Una vittoria di Donald Trump in questo momento secondo me è ancora altamente improbabile: nonostante le sue vittorie il personaggio resta forse uno dei più controversi personaggi americani: palazzinaro, noto bancarottiere e amico intimo di alcuni esponenti del KKK e di altri movimenti della supremazia bianca pare stia spaventando non poco la parte moderata dei repubblicani che stanno studiando un modo per farlo fuori in modo da non contravvenire alle regole.

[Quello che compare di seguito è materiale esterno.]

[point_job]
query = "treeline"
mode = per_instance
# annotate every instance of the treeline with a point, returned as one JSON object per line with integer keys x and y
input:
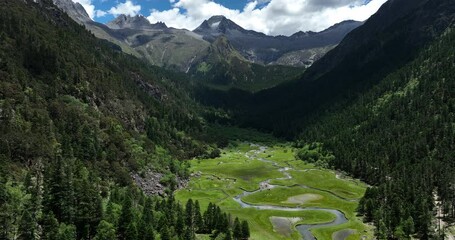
{"x": 400, "y": 137}
{"x": 77, "y": 117}
{"x": 66, "y": 201}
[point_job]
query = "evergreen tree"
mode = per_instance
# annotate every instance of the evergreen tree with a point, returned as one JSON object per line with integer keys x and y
{"x": 105, "y": 231}
{"x": 237, "y": 231}
{"x": 126, "y": 217}
{"x": 245, "y": 230}
{"x": 198, "y": 222}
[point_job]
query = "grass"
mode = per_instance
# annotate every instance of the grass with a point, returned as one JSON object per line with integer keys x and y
{"x": 220, "y": 180}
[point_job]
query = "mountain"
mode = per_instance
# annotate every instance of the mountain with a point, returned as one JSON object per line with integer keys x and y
{"x": 382, "y": 102}
{"x": 300, "y": 49}
{"x": 223, "y": 67}
{"x": 137, "y": 22}
{"x": 79, "y": 121}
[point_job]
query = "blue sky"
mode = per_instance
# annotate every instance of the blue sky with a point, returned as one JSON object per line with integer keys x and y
{"x": 273, "y": 17}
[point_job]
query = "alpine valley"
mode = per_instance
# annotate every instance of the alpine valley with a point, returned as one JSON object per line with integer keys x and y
{"x": 136, "y": 130}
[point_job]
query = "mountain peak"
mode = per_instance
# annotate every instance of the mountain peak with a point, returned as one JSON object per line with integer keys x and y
{"x": 134, "y": 22}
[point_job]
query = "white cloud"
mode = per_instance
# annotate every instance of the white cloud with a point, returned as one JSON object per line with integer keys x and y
{"x": 100, "y": 13}
{"x": 276, "y": 17}
{"x": 127, "y": 8}
{"x": 88, "y": 6}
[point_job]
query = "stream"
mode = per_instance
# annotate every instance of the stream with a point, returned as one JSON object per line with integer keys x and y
{"x": 304, "y": 229}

L’ultima speranza di poter fermare Trump è sul voto della Florida, lo Stato dove venne eletto Marco Rubio, il giovane esule cubano che è riuscito a scrollarsi di dosso l’etichetta di “uomo dei Tea Party”, un’etichetta che potrebbe essere ancora considerata scomoda per diventare presidente americano.

Hillary Clinton rischia di avere la strada spianata alla Presidenza a patto che non sottovaluti troppo il suo avversari: i democratici hanno un candidato capace di prendere voti in quel bacino elettorale che da Trump non si sente rappresentato, tenendo anche però a mente che la maggior parte degli americani, quelli della classe più povera pare guardare a Trump come il solo in grado di dare risposte alle loro domande, per vincere le elezioni questa volta insomma non si deve guardare solo alle lobbie, ma anche al singolo cittadino, come fece Barack Obama nel 2008.